How effective is a letter of intent?

Because letters of intent are not a legal document, their effect is dependent on what is included within the document. There is always a risk when use a letter of intent

A letter of intent can help with the following:

  • Provide a clear expectation of the timeframe for executing the negotiations and transaction.
  • Outline the terms and structure of the business deal.
  • Identify key issues that are deal-breakers.
  • Stop the negotiating parties from engaging with other parties.

Do I need a lawyer to write my letter of intent?

A well-drafted letter of intent can create a contract which is enforceable in the courts. Although you don't need a lawyer to write a letter of intent, it can help when using the right language and including the right details. An attorney experienced in business can help draft, or at least review, your letter. By doing this, it ensures all the major details have been agreed by both parties.

What's the difference between a letter of intent and a memorandum of understanding?

The main difference between the two documents is that a letter of intent is not legally binding. A memorandum of understanding is considered binding and holds weight in a court of law. Here are a few key differences:

  • Both documents identify any terms that need to be resolved before completing the deal.
  • In a letter of intent two parties are involved, whilst a memorandum of understanding allows more than two parties to be involved.
  • The LOI will list all the terms, actions and conditions that have been agreed by both parties, but is only signed by the party that initiated the document. An MOU details terms, actions and conditions and must be signed by all parties in the agreement.
  • Unlike LOI's, an MOU will stay in its form until the task or project is completed.

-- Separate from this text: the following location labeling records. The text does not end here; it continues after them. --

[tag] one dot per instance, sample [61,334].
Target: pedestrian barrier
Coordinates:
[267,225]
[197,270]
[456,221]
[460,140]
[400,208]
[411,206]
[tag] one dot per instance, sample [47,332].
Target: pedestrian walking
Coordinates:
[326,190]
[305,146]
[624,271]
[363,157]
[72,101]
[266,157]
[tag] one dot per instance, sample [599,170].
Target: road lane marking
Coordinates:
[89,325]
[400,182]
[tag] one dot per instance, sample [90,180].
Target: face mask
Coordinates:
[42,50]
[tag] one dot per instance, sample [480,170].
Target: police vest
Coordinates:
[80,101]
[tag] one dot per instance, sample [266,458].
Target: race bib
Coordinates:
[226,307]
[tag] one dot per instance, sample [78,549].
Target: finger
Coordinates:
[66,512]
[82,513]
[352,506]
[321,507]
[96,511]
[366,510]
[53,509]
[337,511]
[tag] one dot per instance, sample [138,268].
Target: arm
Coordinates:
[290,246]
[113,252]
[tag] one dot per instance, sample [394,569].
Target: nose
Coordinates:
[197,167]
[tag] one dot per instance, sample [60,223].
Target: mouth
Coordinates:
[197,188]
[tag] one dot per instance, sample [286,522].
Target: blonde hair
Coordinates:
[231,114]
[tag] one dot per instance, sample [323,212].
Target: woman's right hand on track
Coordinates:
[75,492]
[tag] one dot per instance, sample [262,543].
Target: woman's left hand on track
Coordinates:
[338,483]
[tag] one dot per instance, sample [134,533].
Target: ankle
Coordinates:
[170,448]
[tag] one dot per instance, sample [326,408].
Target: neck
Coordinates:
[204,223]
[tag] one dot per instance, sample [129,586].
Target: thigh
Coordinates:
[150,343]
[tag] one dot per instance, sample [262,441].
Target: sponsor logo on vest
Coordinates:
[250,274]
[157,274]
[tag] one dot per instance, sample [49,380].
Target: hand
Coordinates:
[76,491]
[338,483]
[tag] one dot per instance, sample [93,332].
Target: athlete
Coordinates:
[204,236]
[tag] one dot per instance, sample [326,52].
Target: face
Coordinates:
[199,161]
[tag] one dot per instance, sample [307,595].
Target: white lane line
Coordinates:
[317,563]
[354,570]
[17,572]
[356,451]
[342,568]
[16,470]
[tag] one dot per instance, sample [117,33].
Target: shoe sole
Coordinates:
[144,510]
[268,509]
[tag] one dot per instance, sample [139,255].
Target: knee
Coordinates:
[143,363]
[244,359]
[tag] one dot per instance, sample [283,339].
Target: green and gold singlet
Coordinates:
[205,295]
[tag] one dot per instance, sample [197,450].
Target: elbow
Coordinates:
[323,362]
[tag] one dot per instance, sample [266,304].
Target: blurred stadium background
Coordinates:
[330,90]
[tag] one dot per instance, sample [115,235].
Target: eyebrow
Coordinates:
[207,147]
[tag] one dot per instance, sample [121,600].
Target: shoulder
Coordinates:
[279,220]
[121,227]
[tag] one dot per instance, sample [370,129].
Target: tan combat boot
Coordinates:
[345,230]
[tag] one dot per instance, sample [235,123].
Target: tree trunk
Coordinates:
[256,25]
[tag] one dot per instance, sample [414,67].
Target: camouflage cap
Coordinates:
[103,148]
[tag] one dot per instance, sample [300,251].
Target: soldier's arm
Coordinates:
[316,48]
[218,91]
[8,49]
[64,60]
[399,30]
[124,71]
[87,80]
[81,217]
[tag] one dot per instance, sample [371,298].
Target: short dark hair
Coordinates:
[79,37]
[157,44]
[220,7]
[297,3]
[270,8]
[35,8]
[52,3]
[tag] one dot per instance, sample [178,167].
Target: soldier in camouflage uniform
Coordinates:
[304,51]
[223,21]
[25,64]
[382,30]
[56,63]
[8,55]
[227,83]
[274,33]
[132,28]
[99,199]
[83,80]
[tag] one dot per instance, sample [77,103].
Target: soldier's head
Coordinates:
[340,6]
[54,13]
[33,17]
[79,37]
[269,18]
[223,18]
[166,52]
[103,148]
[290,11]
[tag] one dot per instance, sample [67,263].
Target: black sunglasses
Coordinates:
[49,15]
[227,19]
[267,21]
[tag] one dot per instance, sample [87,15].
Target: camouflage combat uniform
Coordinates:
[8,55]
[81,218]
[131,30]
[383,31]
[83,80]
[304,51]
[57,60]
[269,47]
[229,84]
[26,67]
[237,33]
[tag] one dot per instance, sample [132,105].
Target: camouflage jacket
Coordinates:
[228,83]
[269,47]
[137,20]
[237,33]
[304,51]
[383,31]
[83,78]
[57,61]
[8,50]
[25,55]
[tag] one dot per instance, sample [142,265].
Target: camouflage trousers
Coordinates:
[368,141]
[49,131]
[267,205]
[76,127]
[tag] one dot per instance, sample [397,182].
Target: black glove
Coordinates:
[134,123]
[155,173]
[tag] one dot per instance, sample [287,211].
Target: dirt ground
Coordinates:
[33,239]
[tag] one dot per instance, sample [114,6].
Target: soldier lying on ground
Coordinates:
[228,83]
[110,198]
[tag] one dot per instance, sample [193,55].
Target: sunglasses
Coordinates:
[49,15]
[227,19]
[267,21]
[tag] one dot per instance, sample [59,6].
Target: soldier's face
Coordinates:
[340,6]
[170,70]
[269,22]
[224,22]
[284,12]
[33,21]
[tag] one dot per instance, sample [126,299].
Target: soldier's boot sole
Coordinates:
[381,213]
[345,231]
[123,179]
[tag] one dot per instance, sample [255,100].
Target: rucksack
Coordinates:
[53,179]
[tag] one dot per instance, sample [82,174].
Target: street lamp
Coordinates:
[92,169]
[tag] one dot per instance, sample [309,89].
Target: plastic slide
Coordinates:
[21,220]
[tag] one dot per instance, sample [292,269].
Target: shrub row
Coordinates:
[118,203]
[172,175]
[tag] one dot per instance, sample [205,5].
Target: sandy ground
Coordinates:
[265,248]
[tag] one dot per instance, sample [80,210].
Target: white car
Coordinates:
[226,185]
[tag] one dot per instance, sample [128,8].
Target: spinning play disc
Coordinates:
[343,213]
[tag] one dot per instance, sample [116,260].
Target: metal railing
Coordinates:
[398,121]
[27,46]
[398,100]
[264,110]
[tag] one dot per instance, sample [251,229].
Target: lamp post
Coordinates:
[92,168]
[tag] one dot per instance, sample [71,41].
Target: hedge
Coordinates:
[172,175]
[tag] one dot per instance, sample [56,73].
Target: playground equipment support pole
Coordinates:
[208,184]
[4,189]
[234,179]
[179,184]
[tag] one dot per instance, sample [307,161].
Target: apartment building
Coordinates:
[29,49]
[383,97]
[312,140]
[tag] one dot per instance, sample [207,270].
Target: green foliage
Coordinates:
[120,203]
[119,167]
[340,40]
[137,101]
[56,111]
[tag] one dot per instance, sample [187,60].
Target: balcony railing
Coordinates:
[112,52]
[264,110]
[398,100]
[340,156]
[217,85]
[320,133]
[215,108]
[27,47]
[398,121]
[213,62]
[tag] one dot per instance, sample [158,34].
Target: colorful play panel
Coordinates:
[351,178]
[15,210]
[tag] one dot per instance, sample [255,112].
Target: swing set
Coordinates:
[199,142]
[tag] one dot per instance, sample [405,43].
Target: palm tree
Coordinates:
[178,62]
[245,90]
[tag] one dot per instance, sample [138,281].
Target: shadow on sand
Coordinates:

How do I write a letter of intent?

How you write your letter of intent depends on the purpose of the letter, your goals and the letter of intent template you use.

  1. Opening statement

In the introduction, you should state what the document's purpose is. Also describe the role of the two parties and the transaction.

  1. Describe the transaction

Here you give an in-depth description of the terms of the transaction. Include information on the type of business deal you will be entering and which timeframes you are expected to conclude the deal.

  1. List contingencies

Both parties should list the contingencies that need to be in place. Contingencies could include securing of financing or the approval of boards of directors.

  1. Describe due diligences

Discuss the relevant information about future proceedings so there are no surprises during the negotiating process.

  1. List binding agreements

Although a letter of intent is not legally binding, both parties can include sections which could stand up in court, if required.

  1. Non-binding statement

A section must be inserted that explicitly states which sections are binding and which are not.

  1. Closing date

Include a date where the deal is conceded, which is the date this letter of intent ends.

  1. Signature

This document must be signed by the initialising party.

A letter of intent can be a difficult document to craft, especially if you don't have experience in writing legal documents. That is why letter of intent templates are a fantastic option. Here's where to find some online.

  • Lawpath. Lawpath is an online legal resource for small businesses and entrepreneurs. You can take a look through a broad selection of free samples but you must be signed up to a plan to access customisation options.
  • Law Depot. Law Depot supplies a wide range of free online documents to download and customise, including a user-friendly letter of intent.
  • LegalVision. LegalVision offers users unlimited use of free legal document templates, including a letter of intent. You can also access experienced lawyers for a monthly membership fee of $199.
  • Wonder Legal. You can browse more than 140 legal document templates on Wonder Legal's website. Each of these documents can be customised and downloaded for a one-time fee.